Direct Comparison to Railway (and similar PaaS)

Aspect Our Vultr + Compose + Git Pull Railway (or equivalent PaaS) Winner for This Project
Setup time 48-hour full validation Faster for toy apps, slower for multi-service + custom SSL Vultr
Multi-service DB+App Native Compose, one file Split services + manual linking Vultr
Code updates git pull + restart (seconds) Git push → rebuild Vultr
Cost Fixed low VPS monthly Usage-based (compute + DB + egress) Vultr (real usage)
Control / Debugging SSH, logs, volumes, firewall Platform abstractions Vultr
Data sovereignty Full control on our VPC On their infra Vultr
Redis / extras Add only when needed Easy but still extra cost Vultr
Medical data fit Self-hosted standard Possible but more compliance layers Vultr

Railway is fantastic when you want zero ops. Here the ops are already zero because OpenEMR’s Docker story is mature and the workload is classic LAMP-in-containers. Adding a PaaS layer would be complexity theater.

Bottom Line

This is the pragmatic, battle-tested architecture that the OpenEMR maintainers themselves ship and that hundreds of clinics run in production: VPS + official Docker Compose + simple git-driven updates.

We did the 48-hour deep dive, ran it locally, deployed it live, fixed the domain/SSL vars, opened the ports, and proved it works.
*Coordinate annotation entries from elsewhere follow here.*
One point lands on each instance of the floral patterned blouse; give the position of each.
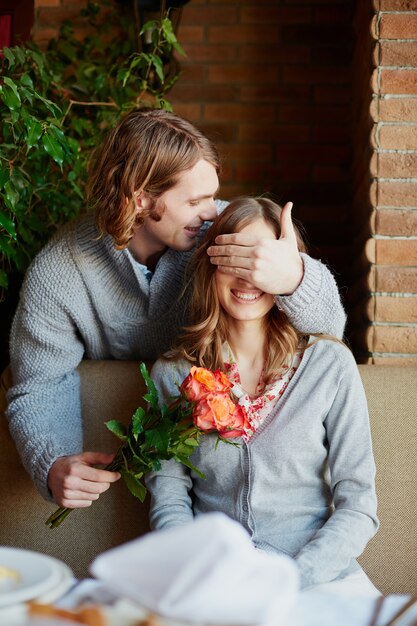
(259, 405)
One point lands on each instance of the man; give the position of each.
(112, 287)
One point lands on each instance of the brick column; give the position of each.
(392, 248)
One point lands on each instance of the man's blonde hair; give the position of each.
(145, 152)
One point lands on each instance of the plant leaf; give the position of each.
(53, 148)
(4, 281)
(9, 56)
(10, 96)
(8, 225)
(134, 485)
(34, 131)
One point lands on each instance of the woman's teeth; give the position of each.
(248, 297)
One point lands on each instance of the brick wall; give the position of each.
(269, 81)
(392, 248)
(273, 82)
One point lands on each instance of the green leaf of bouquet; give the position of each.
(192, 442)
(158, 437)
(137, 421)
(117, 428)
(8, 225)
(134, 485)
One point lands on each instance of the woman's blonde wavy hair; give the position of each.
(146, 151)
(203, 338)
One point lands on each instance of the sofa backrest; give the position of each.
(112, 389)
(390, 558)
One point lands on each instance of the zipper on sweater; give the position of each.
(245, 507)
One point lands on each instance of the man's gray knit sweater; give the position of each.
(83, 299)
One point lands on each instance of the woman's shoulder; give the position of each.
(331, 351)
(168, 374)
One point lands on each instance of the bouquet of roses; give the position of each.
(205, 404)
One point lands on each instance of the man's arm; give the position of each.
(44, 408)
(304, 288)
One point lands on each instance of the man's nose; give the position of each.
(209, 212)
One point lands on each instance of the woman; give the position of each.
(301, 480)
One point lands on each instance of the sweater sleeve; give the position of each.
(170, 487)
(352, 473)
(44, 409)
(315, 306)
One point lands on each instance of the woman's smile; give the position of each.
(247, 297)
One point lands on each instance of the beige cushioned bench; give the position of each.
(112, 389)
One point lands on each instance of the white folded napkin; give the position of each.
(205, 572)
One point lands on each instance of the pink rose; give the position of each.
(218, 412)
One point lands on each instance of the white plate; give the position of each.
(37, 573)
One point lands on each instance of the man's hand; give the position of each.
(75, 482)
(272, 265)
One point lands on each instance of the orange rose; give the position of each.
(201, 381)
(198, 383)
(218, 412)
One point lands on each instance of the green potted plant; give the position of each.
(55, 105)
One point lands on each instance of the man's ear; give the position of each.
(142, 201)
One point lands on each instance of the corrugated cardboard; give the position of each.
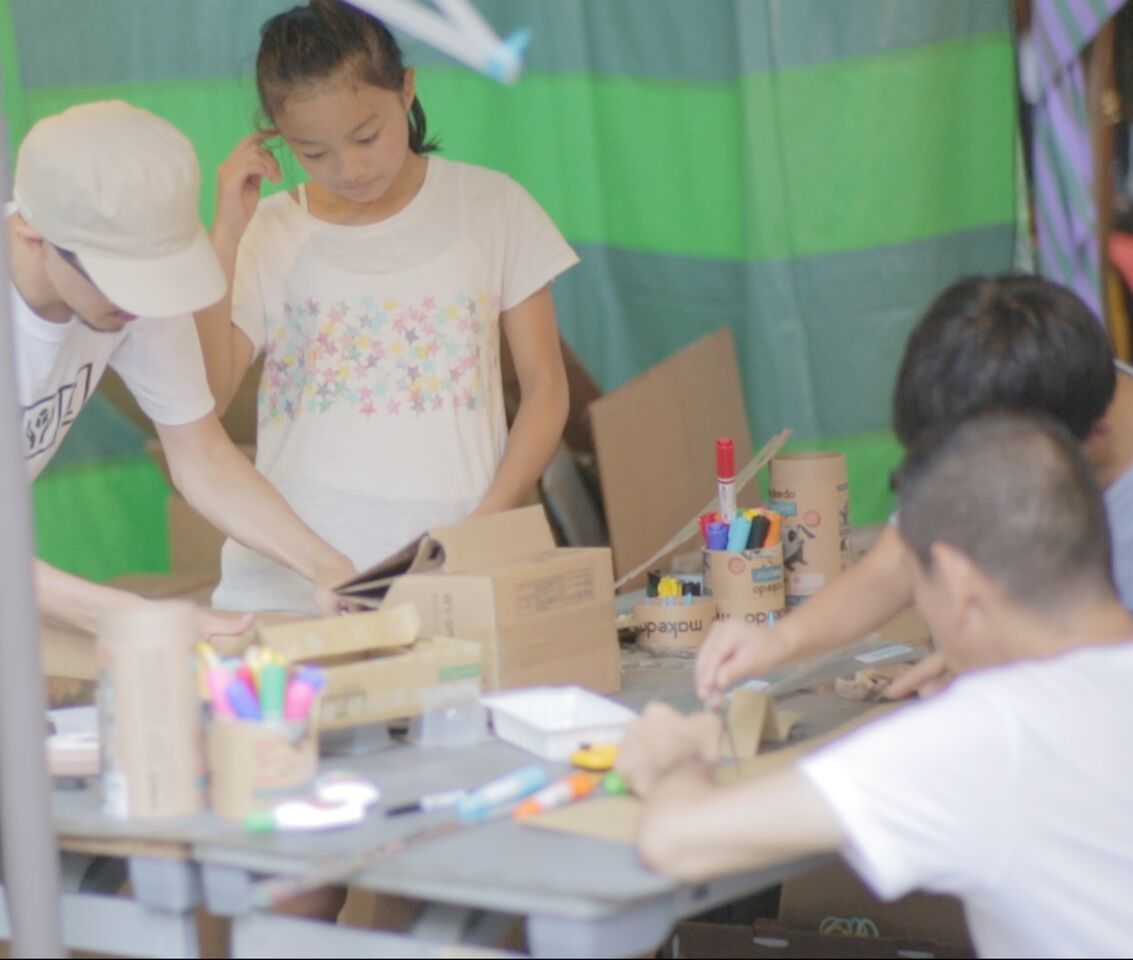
(655, 440)
(771, 939)
(391, 664)
(545, 616)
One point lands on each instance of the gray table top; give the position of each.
(499, 865)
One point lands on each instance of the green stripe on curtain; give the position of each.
(823, 159)
(129, 41)
(102, 519)
(818, 339)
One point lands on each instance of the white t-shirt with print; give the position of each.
(1011, 790)
(381, 404)
(58, 366)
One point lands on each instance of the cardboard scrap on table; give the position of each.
(615, 818)
(754, 720)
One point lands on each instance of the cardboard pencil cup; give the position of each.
(674, 629)
(150, 712)
(254, 765)
(746, 584)
(812, 493)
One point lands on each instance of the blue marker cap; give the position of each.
(483, 800)
(243, 699)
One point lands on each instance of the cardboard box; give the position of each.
(655, 440)
(378, 665)
(544, 614)
(772, 939)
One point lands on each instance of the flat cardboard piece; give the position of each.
(544, 614)
(618, 823)
(335, 636)
(754, 720)
(664, 424)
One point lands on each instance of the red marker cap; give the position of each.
(725, 458)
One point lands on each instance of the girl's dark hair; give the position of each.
(307, 44)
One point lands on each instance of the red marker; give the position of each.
(725, 478)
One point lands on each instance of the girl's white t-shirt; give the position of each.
(381, 404)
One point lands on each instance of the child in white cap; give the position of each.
(109, 260)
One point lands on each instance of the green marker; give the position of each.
(272, 690)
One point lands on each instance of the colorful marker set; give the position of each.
(751, 529)
(260, 686)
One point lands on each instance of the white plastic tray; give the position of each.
(553, 722)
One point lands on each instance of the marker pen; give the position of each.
(573, 787)
(725, 478)
(243, 699)
(272, 691)
(483, 800)
(429, 801)
(773, 531)
(738, 534)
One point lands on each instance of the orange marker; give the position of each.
(571, 788)
(773, 531)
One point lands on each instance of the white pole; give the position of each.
(27, 835)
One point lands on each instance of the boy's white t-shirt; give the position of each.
(58, 366)
(1012, 790)
(381, 404)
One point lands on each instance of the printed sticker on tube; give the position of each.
(812, 493)
(746, 584)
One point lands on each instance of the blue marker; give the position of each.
(483, 800)
(738, 535)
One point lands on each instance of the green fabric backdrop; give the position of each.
(808, 172)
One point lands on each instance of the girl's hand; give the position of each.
(238, 181)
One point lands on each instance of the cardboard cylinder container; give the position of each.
(746, 584)
(812, 493)
(150, 712)
(678, 629)
(254, 765)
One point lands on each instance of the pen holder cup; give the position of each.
(746, 584)
(254, 765)
(676, 629)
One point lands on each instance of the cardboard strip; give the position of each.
(769, 449)
(616, 818)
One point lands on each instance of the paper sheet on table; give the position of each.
(615, 818)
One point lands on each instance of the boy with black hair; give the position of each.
(1016, 342)
(1011, 789)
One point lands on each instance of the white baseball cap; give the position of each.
(118, 187)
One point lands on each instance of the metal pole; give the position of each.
(31, 861)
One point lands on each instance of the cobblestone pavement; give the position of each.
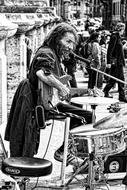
(115, 180)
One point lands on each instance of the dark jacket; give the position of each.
(115, 50)
(21, 129)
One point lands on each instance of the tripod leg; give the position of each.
(84, 165)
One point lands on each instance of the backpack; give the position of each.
(83, 50)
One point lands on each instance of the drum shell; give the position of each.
(101, 142)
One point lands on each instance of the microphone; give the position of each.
(79, 58)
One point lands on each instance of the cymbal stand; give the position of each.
(95, 165)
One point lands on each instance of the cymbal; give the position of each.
(115, 120)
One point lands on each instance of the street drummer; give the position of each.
(47, 67)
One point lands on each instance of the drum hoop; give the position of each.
(103, 134)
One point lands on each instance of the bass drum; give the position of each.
(101, 142)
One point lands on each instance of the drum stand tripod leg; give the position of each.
(80, 168)
(66, 136)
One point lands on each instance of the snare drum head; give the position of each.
(82, 129)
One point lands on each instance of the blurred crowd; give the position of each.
(93, 45)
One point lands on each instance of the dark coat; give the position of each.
(115, 50)
(21, 129)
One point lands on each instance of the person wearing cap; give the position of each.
(116, 62)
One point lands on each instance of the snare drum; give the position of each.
(101, 142)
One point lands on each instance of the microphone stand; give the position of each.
(97, 70)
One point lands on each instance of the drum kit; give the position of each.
(96, 142)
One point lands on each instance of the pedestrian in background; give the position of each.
(94, 55)
(116, 62)
(28, 52)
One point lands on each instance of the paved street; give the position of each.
(56, 138)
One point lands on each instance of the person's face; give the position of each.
(67, 43)
(122, 31)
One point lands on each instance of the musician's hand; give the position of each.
(64, 93)
(108, 66)
(65, 78)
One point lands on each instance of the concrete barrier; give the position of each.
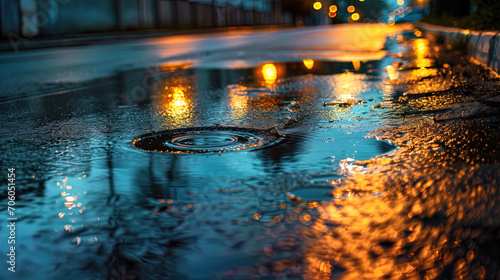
(484, 46)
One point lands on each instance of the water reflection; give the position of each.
(421, 48)
(308, 63)
(269, 72)
(157, 216)
(175, 104)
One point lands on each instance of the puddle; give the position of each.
(104, 210)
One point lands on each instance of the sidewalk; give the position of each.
(483, 46)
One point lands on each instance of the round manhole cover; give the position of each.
(205, 139)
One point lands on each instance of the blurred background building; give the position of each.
(33, 18)
(57, 17)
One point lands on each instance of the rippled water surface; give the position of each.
(213, 172)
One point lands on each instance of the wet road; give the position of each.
(244, 156)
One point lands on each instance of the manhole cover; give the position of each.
(205, 139)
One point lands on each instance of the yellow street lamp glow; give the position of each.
(308, 63)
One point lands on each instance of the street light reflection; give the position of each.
(421, 49)
(175, 104)
(308, 63)
(270, 73)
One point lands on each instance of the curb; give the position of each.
(483, 46)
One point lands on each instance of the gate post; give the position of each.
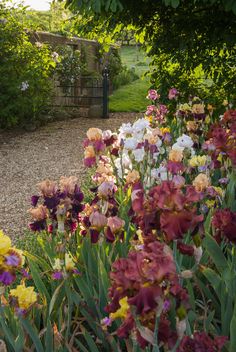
(105, 87)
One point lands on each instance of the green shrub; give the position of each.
(25, 70)
(126, 76)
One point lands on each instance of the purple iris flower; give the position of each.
(6, 278)
(34, 200)
(57, 275)
(12, 260)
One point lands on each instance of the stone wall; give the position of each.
(90, 46)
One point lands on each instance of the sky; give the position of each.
(38, 4)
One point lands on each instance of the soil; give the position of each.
(52, 151)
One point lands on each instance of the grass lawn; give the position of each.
(132, 97)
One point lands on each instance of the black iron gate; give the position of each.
(85, 92)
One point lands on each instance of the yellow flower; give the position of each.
(122, 311)
(5, 243)
(26, 296)
(198, 161)
(69, 262)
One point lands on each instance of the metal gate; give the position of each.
(86, 92)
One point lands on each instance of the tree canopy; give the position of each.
(186, 39)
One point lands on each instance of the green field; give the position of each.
(132, 97)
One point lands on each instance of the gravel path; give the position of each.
(52, 151)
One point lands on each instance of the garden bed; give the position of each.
(51, 151)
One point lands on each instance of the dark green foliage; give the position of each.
(192, 43)
(25, 69)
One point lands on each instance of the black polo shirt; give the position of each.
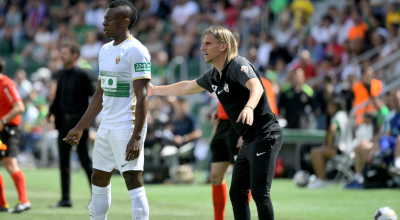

It is the correct “good enough for now” solution.

After further security/audit passes we can revisit (add Redis, move to Kubernetes via openemr-devops, or layer Coolify on the same VPS if we want a GUI), but right now this deployment is simple, maintainable, cost-effective, and fully aligned with how OpenEMR is designed to be run.

No need to over-engineer. This is the defensible, real-world choice.